Book: “Daughters Unto Devils” by Amy Lukavics
Starting this section off with a book for hardcore horror fans. The cover alone is jarring and upsetting! When Amanda Verner and her pioneer family move from their home in the mountains to an abandoned house on the prairie, weird things start happening. Amanda, with secrets of her own, starts to wonder if the demon she thinks saw that past winter has followed her… With claustrophobic settings and an undercurrent of paranoia, this book will keep the reader up at night jumping at any sounds outside the window.
Book: “Slasher Girls and Monster Boys” by April Genevieve Tulchoke
For people who want multiple scary stories that can be read in one sitting, “Slasher Girls and Monster Boys” may be the book for them! this collection of horror short stories takes various pop culture influences to make all new takes of terror. From multiple authors in the YA horror genre, this collection has something fun and scary for everyone! The scary factor also varies from story to story, some being tame and weird, others being deeply disturbing.

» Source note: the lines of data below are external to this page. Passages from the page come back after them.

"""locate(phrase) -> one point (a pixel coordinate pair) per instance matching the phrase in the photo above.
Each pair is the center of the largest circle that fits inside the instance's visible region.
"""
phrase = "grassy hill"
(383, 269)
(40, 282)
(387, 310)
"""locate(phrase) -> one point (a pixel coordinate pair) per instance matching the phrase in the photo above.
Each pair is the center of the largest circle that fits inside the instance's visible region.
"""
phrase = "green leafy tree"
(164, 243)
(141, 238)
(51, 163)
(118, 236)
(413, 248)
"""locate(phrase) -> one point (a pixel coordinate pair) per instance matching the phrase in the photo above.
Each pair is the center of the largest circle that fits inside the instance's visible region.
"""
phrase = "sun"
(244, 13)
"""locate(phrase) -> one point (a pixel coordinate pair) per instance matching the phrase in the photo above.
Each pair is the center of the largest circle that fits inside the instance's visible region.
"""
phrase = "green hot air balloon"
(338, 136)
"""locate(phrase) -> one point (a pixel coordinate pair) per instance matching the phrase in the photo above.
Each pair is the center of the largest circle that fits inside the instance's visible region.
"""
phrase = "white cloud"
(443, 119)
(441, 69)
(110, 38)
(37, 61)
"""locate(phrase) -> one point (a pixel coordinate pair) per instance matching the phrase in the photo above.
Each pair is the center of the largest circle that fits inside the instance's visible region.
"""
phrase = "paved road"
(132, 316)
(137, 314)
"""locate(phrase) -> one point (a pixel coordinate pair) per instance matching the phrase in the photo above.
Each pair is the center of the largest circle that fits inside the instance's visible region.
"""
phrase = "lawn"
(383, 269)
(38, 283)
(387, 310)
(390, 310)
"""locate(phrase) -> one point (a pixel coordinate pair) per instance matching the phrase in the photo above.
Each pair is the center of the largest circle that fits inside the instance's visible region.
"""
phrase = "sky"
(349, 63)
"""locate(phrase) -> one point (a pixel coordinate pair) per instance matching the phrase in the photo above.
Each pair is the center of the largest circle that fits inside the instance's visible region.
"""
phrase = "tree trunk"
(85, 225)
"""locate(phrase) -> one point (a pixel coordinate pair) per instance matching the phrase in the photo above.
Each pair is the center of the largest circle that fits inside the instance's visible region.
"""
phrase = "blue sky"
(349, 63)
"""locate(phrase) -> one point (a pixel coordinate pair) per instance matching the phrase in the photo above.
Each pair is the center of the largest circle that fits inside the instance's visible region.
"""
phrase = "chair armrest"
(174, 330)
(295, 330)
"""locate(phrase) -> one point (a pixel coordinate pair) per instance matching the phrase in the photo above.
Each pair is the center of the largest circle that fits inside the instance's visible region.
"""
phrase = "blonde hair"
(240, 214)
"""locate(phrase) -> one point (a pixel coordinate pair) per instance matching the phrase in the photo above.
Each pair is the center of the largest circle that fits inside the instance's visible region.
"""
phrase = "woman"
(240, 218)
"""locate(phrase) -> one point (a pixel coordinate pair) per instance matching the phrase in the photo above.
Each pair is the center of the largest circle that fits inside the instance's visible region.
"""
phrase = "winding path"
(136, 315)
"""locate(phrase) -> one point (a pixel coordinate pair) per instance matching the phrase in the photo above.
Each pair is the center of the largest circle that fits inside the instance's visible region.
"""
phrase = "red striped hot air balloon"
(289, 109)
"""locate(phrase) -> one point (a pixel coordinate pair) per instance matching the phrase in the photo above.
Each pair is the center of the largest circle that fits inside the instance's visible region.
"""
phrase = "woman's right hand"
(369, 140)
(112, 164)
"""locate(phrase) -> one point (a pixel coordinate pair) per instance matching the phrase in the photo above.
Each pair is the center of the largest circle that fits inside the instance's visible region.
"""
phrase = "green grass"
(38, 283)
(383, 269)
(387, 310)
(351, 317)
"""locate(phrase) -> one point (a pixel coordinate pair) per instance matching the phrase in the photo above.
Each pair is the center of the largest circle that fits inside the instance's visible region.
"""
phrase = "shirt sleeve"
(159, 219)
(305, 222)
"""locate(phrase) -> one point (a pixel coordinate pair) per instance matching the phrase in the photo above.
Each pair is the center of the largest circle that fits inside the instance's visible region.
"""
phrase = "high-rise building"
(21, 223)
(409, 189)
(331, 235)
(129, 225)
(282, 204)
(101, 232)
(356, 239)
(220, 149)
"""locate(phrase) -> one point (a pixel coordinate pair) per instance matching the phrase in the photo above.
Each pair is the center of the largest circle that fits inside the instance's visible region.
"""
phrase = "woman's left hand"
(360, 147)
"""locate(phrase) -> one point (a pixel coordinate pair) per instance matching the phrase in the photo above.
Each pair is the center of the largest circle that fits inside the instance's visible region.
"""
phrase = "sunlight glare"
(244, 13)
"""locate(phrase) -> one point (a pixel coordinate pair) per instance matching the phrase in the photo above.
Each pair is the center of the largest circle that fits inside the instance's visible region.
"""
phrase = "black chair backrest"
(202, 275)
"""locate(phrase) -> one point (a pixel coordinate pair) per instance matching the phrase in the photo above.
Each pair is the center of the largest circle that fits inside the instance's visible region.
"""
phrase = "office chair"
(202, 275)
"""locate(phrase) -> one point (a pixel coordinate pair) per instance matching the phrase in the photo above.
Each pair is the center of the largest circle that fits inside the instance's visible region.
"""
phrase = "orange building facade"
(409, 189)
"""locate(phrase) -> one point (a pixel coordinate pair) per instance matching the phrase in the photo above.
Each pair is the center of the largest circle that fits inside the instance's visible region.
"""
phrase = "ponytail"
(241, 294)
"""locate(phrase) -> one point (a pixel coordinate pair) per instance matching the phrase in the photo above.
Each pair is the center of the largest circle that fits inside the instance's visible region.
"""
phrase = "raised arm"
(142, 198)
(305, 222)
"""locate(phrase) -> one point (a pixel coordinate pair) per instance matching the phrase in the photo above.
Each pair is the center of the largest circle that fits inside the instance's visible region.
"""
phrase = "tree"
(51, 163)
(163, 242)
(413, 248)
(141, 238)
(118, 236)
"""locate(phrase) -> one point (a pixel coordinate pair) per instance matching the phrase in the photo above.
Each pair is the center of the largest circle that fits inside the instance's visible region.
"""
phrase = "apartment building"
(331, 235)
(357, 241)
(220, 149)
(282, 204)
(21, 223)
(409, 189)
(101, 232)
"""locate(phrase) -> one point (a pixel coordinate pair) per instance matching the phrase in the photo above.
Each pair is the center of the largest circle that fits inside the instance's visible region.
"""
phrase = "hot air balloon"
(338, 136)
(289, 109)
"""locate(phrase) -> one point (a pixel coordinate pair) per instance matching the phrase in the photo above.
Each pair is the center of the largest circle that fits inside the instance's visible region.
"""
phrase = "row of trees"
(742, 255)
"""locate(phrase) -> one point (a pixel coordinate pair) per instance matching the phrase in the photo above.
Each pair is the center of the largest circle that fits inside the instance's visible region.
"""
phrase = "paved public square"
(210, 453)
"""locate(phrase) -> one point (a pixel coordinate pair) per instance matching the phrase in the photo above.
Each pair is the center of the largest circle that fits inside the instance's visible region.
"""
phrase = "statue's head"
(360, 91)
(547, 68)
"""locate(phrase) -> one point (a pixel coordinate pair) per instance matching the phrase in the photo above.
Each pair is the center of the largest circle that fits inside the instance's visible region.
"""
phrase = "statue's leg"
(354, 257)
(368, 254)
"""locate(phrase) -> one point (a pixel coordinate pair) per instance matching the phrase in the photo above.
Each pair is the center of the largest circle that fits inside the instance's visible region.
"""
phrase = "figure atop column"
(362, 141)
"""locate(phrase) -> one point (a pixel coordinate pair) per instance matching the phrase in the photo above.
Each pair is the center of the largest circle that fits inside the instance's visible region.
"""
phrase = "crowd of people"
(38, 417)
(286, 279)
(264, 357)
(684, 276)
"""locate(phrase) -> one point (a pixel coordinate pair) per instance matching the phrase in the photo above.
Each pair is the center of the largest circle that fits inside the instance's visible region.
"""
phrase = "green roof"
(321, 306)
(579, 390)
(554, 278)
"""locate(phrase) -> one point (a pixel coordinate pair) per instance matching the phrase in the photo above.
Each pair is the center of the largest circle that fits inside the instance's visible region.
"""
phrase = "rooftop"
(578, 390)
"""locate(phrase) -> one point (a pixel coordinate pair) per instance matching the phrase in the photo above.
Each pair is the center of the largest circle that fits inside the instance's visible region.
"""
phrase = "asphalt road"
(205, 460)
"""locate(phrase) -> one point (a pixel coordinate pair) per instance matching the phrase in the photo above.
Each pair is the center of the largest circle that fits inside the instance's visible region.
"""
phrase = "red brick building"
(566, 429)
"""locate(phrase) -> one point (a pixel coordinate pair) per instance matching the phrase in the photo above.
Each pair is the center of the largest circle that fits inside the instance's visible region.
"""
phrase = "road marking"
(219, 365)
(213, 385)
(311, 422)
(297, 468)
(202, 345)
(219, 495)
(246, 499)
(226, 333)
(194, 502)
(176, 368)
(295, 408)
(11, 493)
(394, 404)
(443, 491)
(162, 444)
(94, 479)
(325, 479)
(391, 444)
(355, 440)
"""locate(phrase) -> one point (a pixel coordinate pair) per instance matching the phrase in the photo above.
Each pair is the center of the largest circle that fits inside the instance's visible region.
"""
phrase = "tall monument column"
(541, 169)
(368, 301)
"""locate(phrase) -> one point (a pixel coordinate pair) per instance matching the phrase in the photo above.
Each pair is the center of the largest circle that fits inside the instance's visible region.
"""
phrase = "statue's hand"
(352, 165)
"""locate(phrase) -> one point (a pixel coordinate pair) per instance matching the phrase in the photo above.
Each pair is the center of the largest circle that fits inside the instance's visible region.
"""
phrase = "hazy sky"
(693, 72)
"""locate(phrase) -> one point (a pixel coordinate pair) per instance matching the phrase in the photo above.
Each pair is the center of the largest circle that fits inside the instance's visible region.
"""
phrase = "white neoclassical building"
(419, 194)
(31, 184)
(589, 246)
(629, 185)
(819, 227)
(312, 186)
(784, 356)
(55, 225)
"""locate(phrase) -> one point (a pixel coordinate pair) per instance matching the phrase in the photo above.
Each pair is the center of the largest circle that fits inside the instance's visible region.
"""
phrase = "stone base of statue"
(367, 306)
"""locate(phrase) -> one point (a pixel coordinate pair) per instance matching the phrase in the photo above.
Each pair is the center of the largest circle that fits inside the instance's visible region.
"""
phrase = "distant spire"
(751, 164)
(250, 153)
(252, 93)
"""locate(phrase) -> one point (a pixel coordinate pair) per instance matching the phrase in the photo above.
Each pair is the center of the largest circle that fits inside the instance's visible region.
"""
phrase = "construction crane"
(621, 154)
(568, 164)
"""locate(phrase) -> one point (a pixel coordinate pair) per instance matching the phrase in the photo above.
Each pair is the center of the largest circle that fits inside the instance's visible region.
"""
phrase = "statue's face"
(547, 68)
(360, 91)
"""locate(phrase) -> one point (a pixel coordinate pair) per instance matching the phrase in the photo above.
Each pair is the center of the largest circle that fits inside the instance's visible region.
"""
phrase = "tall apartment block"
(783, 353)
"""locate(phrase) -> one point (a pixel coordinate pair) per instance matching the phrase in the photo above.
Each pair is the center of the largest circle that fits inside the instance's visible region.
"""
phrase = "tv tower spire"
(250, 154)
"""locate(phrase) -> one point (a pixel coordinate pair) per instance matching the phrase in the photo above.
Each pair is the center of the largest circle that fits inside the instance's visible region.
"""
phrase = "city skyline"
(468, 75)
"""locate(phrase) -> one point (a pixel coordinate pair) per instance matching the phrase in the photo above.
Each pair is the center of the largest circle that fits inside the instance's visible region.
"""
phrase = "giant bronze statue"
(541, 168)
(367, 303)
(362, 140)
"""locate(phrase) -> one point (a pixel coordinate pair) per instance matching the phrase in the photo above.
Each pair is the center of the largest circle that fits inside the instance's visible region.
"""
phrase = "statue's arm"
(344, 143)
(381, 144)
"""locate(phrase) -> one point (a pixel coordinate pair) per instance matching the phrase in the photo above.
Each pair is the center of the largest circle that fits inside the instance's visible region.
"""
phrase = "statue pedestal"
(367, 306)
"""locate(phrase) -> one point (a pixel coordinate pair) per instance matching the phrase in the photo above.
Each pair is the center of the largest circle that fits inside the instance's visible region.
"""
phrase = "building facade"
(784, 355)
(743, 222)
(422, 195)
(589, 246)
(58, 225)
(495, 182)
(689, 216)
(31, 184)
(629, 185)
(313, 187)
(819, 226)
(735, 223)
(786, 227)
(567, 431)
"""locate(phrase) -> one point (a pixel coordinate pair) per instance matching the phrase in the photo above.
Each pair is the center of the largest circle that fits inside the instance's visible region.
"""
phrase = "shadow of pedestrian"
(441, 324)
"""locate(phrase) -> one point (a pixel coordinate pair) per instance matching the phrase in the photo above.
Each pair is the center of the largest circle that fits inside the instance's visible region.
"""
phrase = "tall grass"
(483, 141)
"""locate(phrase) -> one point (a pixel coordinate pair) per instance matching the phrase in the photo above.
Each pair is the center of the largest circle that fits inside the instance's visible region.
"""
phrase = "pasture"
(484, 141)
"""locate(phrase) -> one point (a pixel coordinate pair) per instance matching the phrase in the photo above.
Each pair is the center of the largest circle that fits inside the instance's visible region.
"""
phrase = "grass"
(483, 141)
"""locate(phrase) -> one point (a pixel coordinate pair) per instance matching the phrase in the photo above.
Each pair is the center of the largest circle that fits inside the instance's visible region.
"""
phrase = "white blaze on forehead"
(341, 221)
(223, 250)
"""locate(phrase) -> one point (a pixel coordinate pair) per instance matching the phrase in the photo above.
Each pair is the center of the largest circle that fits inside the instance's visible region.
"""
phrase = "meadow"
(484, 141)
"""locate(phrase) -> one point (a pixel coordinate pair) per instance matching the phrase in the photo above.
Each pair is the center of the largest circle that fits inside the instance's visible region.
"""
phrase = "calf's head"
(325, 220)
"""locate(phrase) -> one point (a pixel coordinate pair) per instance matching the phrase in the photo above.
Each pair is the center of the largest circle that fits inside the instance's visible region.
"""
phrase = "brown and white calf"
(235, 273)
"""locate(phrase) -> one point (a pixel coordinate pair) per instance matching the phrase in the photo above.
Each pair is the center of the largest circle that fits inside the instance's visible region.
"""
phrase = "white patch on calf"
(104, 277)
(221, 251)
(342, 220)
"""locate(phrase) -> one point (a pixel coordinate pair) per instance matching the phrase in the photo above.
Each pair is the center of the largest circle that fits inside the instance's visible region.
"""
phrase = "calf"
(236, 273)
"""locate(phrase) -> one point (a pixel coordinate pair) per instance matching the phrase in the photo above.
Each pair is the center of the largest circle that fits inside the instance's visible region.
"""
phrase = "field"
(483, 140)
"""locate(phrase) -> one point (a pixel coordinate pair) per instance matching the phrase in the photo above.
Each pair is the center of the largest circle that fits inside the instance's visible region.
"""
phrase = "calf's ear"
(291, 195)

Book: “The Girl from The Well” by Rin Chupeco
Fans of “The Ring” and “The Grudge” will be familiar with the premise. Okiku, a Japanese vengeance ghost, traveled the world hunting down child killers and rapists, giving them a death they truly, truly deserve. But one day she stumbles upon a boy named Tarquin, an American teenager with intricate and strange tattoos. They aren't just ordinary tattoos. There is something creepy and sweet about an onryō actually helping others instead of straight up murdering them…
So there you have it!! A list of horror for kids of all ages and all levels of freak out tolerance. If anyone else has any recommendations, leave them in the comments!